The Medford Public Schools’ response to the February bomb scares are discussed in a very favorable light and the article provides insights from national experts representing the Educators’ School Safety Network (ESSN) ; National Association of School Resource Officers (NASRO); and NY Police Commissioner William Bratton.

“Last school year, there were 740 bomb threats aimed at schools, which was a 143% increase over the same period three years earlier. This is something that has been under the radar for quite some time, but now there’s been this really exponential increase in some states. In Massachusetts, we’ve had such a dramatic rise …we’re averaging 10-11 bomb threats a day”, said Amy Klinger, Director of Programs, Educator’s Schools Safety Network (ESSN).

“These threats have to be taken seriously, but, if there’s one thing we’ve learned, we don’t have to totally disrupt what’s going on in schools,” said Mo Canady, Executive Director, National Association of School Resource Officers, (NASRO).”

“During its bomb scare, Medford High School officials followed the district’s crisis management protocols and handled the incident efficiently, Belson says. The threat was delivered via an automated phone message, lacking details. A call to the police for their input revealed that other districts had received a similar call. All of this strongly suggested the threat was a hoax. With the building secured, school personnel, trained for the task, conducted a visual search of the campus and reviewed security camera footage, while students were kept in classrooms with a minimum of fuss. Ultimately, school leaders felt confident the school day could continue safely. Our basic premise is to keep these situations as normal as possible and try not to excite people or create any kind of chaos, said Belson. ”

“As part of Medford’s safety protocols, school leaders go a step farther than most: They stay in touch with police and key community leaders on a weekly basis to review potential problems in the community. We want to know what’s going on in our environment”, said Belson. Is there something festering out there in the community? Are there angry people or angry kids who might be talking about violence? ”

“Yet the incident did not pass without comment. Some parents were unhappy they weren’t informed earlier”, said Belson. Under the circumstances, such criticism was a relatively small price for the district to pay. Although nearly all bomb threats are a false alarm, such incidents exact a price: The potential for serious injury to students and staff demands a diligent response, which mean the work of administrators and key staff is immediately disrupted. If the threat is deemed serious enough, the school may be evacuated at the cost of lost instructional time, community panic and emergency response that could cost a community thousands of dollars.

Earlier this year, nearly identical threats of a school attack — and explosives already planted —were emailed to school officials in New York City and Los Angeles. But, while New York City officials quickly concluded the threat was a hoax and continued classes, Los Angeles officials decided to err on the side of caution and closed down the district’s 900 schools for a day. Officials in both cities stood by their decisions, but some questioned Los Angeles’ position, including New York City Police Commissioner William Bratton, who called LA’s decision a significant overreaction”.
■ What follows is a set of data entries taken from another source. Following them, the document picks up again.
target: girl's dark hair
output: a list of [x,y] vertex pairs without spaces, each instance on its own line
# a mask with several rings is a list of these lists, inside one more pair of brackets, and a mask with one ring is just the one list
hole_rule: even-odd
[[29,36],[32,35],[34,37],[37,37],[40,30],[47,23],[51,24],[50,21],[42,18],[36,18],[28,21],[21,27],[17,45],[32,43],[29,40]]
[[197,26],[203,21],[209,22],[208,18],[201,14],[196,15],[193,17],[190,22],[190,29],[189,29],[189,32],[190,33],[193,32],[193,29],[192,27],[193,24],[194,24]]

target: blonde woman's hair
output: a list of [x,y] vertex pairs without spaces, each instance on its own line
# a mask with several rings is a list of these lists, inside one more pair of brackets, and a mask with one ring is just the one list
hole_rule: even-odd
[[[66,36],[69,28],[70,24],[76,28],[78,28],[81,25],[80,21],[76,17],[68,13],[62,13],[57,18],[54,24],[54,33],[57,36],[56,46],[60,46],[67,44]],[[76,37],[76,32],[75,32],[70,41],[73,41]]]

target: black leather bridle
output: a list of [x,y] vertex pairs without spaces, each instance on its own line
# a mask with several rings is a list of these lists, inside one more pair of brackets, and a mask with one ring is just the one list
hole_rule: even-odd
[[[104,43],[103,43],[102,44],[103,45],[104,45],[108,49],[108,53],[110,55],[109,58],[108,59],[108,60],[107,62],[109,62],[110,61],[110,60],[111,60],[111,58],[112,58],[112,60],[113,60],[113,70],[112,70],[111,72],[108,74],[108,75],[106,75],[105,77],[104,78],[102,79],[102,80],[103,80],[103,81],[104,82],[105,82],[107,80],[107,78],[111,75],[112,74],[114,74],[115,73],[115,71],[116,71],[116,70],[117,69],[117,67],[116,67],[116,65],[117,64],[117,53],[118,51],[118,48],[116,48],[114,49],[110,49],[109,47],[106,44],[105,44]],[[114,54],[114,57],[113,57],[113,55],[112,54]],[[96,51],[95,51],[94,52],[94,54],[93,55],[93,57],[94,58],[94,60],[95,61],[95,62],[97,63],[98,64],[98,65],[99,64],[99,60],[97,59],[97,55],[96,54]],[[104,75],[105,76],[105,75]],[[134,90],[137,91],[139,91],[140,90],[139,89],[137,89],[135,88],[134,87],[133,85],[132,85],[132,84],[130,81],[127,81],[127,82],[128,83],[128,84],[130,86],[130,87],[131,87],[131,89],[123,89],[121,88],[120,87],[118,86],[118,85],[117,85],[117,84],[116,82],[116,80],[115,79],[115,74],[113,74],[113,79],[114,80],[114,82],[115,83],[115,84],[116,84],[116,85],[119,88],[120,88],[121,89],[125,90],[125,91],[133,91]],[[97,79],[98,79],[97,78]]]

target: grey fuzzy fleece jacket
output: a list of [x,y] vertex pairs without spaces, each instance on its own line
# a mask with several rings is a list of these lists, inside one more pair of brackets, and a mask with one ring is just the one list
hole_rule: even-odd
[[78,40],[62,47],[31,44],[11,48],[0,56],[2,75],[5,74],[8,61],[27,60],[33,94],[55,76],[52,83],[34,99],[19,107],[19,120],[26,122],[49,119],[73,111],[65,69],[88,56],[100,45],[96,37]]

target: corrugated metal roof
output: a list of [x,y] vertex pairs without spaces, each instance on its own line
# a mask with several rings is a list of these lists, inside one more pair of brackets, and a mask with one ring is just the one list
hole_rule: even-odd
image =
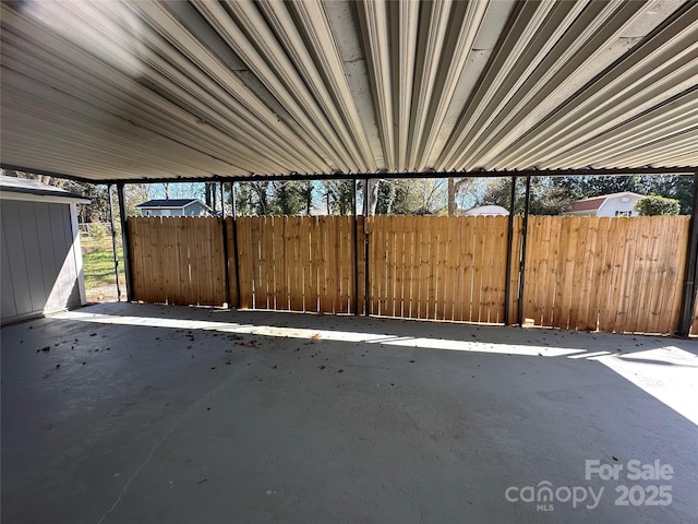
[[634,193],[631,191],[621,191],[619,193],[601,194],[599,196],[591,196],[591,198],[588,198],[588,199],[575,200],[570,204],[569,211],[578,212],[578,211],[598,210],[599,207],[601,207],[601,205],[603,205],[603,203],[606,200],[613,199],[615,196],[623,196],[623,195],[637,196],[638,199],[641,199],[641,198],[645,196],[642,194]]
[[2,2],[4,165],[698,166],[698,3]]
[[[17,193],[22,195],[50,196],[60,199],[65,202],[75,202],[81,204],[89,203],[88,199],[83,195],[65,191],[64,189],[49,186],[28,178],[8,177],[0,175],[0,198],[16,199]],[[28,200],[26,198],[22,200]],[[40,198],[38,200],[41,200]]]

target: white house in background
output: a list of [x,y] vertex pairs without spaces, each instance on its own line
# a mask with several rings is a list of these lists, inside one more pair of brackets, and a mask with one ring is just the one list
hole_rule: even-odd
[[86,303],[76,204],[38,180],[0,176],[0,323]]
[[465,216],[479,216],[479,215],[493,215],[493,216],[508,216],[509,212],[506,207],[501,205],[479,205],[472,210],[468,210],[464,213]]
[[141,216],[208,216],[213,212],[198,199],[148,200],[136,207]]
[[591,199],[577,200],[571,203],[565,215],[577,216],[638,216],[633,207],[643,199],[643,194],[623,191],[621,193],[602,194]]

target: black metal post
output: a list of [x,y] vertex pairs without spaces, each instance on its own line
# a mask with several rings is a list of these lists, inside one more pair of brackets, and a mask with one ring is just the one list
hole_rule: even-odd
[[220,182],[220,223],[222,225],[222,270],[226,303],[230,308],[230,270],[228,267],[228,224],[226,223],[226,191],[225,182]]
[[524,325],[524,276],[526,273],[526,237],[528,236],[528,209],[531,201],[531,176],[526,177],[526,198],[524,200],[524,227],[521,229],[521,251],[519,259],[519,307],[518,323]]
[[678,331],[676,332],[678,336],[688,336],[690,324],[696,314],[696,295],[698,294],[698,172],[694,175],[693,207],[690,225],[688,226],[684,297],[678,318]]
[[109,194],[109,222],[111,222],[111,250],[113,252],[113,274],[117,278],[117,300],[121,301],[121,285],[119,284],[119,251],[117,250],[117,227],[113,221],[113,195],[111,194],[111,183],[107,186]]
[[369,315],[369,210],[371,209],[371,194],[369,193],[369,179],[363,180],[363,314]]
[[516,177],[512,177],[512,198],[509,200],[509,230],[506,241],[506,283],[504,288],[504,325],[509,325],[509,302],[512,301],[512,260],[514,241],[514,205],[516,203]]
[[359,314],[359,217],[357,216],[357,181],[351,180],[353,204],[353,314]]
[[119,196],[119,218],[121,219],[121,247],[123,249],[123,273],[127,277],[127,300],[133,300],[133,278],[131,276],[131,253],[129,249],[129,228],[127,226],[127,199],[123,193],[123,182],[117,183]]
[[238,202],[236,201],[236,182],[230,184],[232,203],[232,262],[236,269],[236,309],[240,309],[240,250],[238,248]]

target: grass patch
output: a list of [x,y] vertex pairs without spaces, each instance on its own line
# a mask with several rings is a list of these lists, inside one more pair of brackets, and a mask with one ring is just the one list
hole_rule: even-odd
[[[89,290],[96,287],[116,285],[111,238],[105,237],[103,239],[96,239],[81,237],[80,242],[83,252],[85,289]],[[119,282],[123,286],[125,276],[123,273],[123,250],[120,243],[121,242],[117,242],[117,251],[119,253]]]

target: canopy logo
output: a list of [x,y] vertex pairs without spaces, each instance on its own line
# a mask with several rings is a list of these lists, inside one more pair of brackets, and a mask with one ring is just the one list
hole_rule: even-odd
[[509,502],[535,502],[538,511],[553,511],[555,503],[571,502],[573,508],[577,508],[587,500],[586,508],[593,510],[599,505],[604,487],[601,486],[598,491],[587,486],[561,486],[555,488],[550,480],[542,480],[537,486],[524,486],[518,488],[509,486],[504,491],[504,497]]
[[[674,468],[655,460],[642,463],[638,460],[626,464],[602,463],[598,460],[585,461],[585,479],[601,483],[616,481],[647,484],[617,484],[615,505],[670,505],[672,487],[665,483],[674,476]],[[657,483],[657,484],[649,484]],[[605,486],[559,486],[555,487],[550,480],[541,480],[535,486],[509,486],[504,491],[504,498],[509,502],[534,503],[537,511],[554,511],[555,504],[571,504],[573,508],[583,507],[593,510],[599,507]]]

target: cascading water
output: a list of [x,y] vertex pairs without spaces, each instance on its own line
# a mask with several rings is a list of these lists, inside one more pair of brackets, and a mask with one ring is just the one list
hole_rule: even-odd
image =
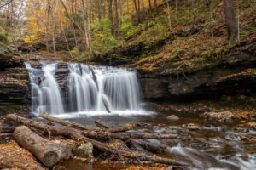
[[[32,86],[32,112],[36,114],[140,110],[140,89],[133,70],[67,63],[64,92],[56,78],[58,63],[41,64],[41,69],[26,64]],[[67,96],[61,96],[63,94]]]
[[32,111],[35,113],[63,113],[62,98],[54,76],[56,64],[42,63],[42,71],[40,71],[26,64],[30,76]]

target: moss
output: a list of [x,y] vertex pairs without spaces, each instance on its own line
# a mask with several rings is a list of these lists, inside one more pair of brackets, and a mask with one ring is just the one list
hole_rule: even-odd
[[22,107],[26,106],[26,105],[0,105],[0,108],[5,110],[20,110]]
[[3,32],[0,32],[0,42],[3,42],[5,44],[9,43],[9,40],[8,40],[6,35]]

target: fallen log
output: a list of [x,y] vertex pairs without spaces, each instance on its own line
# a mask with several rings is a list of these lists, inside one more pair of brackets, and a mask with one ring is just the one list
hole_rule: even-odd
[[0,145],[0,169],[46,170],[15,142]]
[[13,133],[16,127],[3,127],[0,126],[0,133]]
[[108,132],[108,133],[125,132],[125,131],[128,131],[128,130],[131,130],[131,129],[133,129],[133,128],[135,128],[136,127],[138,127],[138,126],[142,126],[142,123],[136,122],[136,123],[133,123],[133,124],[127,124],[127,125],[123,126],[123,127],[108,128],[108,129],[107,129],[107,132]]
[[103,105],[104,105],[104,107],[105,107],[105,109],[106,109],[106,110],[108,112],[108,113],[111,113],[111,110],[110,110],[110,105],[109,105],[109,104],[108,103],[108,100],[107,100],[107,97],[105,96],[105,95],[103,95],[103,94],[102,94],[102,103],[103,103]]
[[[41,114],[39,115],[39,116],[67,127],[71,127],[72,124],[76,124],[76,126],[74,127],[79,127],[79,125],[83,126],[73,122],[55,118],[46,114]],[[102,123],[101,124],[102,125]],[[111,132],[118,132],[118,131],[127,131],[128,129],[132,129],[138,125],[141,125],[141,123],[134,123],[131,125],[128,124],[124,127],[119,127],[116,128],[108,128],[106,131],[98,131],[97,129],[92,131],[83,131],[82,133],[83,135],[89,138],[102,139],[106,140],[112,139],[129,140],[130,139],[162,139],[178,138],[177,134],[160,134],[160,133],[111,133]],[[106,125],[104,126],[107,127]]]
[[99,128],[103,128],[103,129],[110,128],[109,127],[108,127],[107,125],[104,125],[103,123],[102,123],[100,122],[95,121],[94,122]]
[[90,70],[91,74],[92,74],[92,79],[93,79],[95,84],[96,84],[96,87],[97,87],[97,90],[99,90],[98,81],[97,81],[97,77],[96,77],[96,74],[95,74],[95,71],[94,71],[94,70],[93,70],[93,68],[92,68],[91,66],[90,66]]
[[121,139],[129,140],[130,139],[177,139],[177,134],[160,134],[160,133],[108,133],[104,131],[83,131],[83,135],[101,139]]
[[177,166],[186,166],[187,164],[177,162],[176,160],[172,159],[166,159],[162,158],[159,156],[151,156],[146,154],[138,153],[138,152],[132,152],[132,151],[126,151],[122,150],[118,150],[116,148],[113,148],[108,144],[104,144],[102,142],[99,142],[89,138],[84,137],[81,131],[71,128],[63,128],[63,127],[55,127],[55,126],[49,126],[45,125],[44,123],[36,122],[31,119],[24,118],[21,116],[19,116],[15,114],[10,114],[6,116],[7,118],[13,120],[18,123],[22,123],[28,127],[32,127],[36,128],[39,128],[42,131],[50,131],[52,133],[55,133],[56,135],[61,135],[66,136],[68,138],[72,138],[75,140],[79,141],[84,141],[84,142],[91,142],[91,144],[99,150],[102,150],[102,151],[109,152],[115,156],[121,155],[122,156],[131,158],[131,159],[139,159],[140,161],[153,161],[156,163],[163,163],[163,164],[168,164],[168,165],[177,165]]
[[34,133],[26,126],[15,128],[14,139],[32,153],[46,167],[51,167],[62,159],[68,159],[72,149],[67,144],[57,144]]
[[67,121],[67,120],[62,120],[62,119],[59,119],[56,117],[53,117],[53,116],[47,115],[46,113],[42,113],[38,116],[43,117],[46,120],[59,123],[59,124],[66,126],[66,127],[79,128],[79,129],[82,129],[82,130],[93,130],[88,126],[81,125],[79,123],[76,123],[74,122],[71,122],[71,121]]
[[141,139],[131,139],[130,141],[133,144],[137,144],[137,145],[143,147],[144,150],[156,154],[163,153],[165,150],[167,148],[167,146],[161,144],[153,144]]
[[123,127],[118,127],[118,128],[110,128],[102,122],[99,122],[97,121],[94,122],[95,124],[100,128],[103,128],[105,131],[108,132],[108,133],[119,133],[119,132],[125,132],[125,131],[129,131],[131,129],[134,129],[137,127],[143,127],[145,125],[145,123],[139,123],[139,122],[136,122],[133,124],[127,124],[125,125]]

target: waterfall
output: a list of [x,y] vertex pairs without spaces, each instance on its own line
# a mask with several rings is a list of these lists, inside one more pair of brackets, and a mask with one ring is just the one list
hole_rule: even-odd
[[32,88],[32,111],[36,115],[141,110],[136,71],[65,63],[67,71],[61,80],[57,74],[61,64],[41,62],[39,68],[26,64]]
[[32,88],[32,111],[60,114],[64,112],[62,98],[59,85],[55,77],[56,64],[42,62],[42,70],[32,68],[26,64],[29,71]]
Since the release of this article, Superintendent Belson has begun receiving inquiries from around the country about Medford’s practices and experiences. Medford’s model and preparation worked well and conforms to the best practices identified by school safety experts. “We are committed to remaining vigilant and we must continuously review our protocols and practices, but we are prepared and equipped to respond effectively to threats to our schools. Currently, our Principals are in the process of updating their multi-hazard emergency plans and scheduling appropriate drills at their respective schools. I plan to schedule a follow up discussion in the fall”, said Superintendent Belson.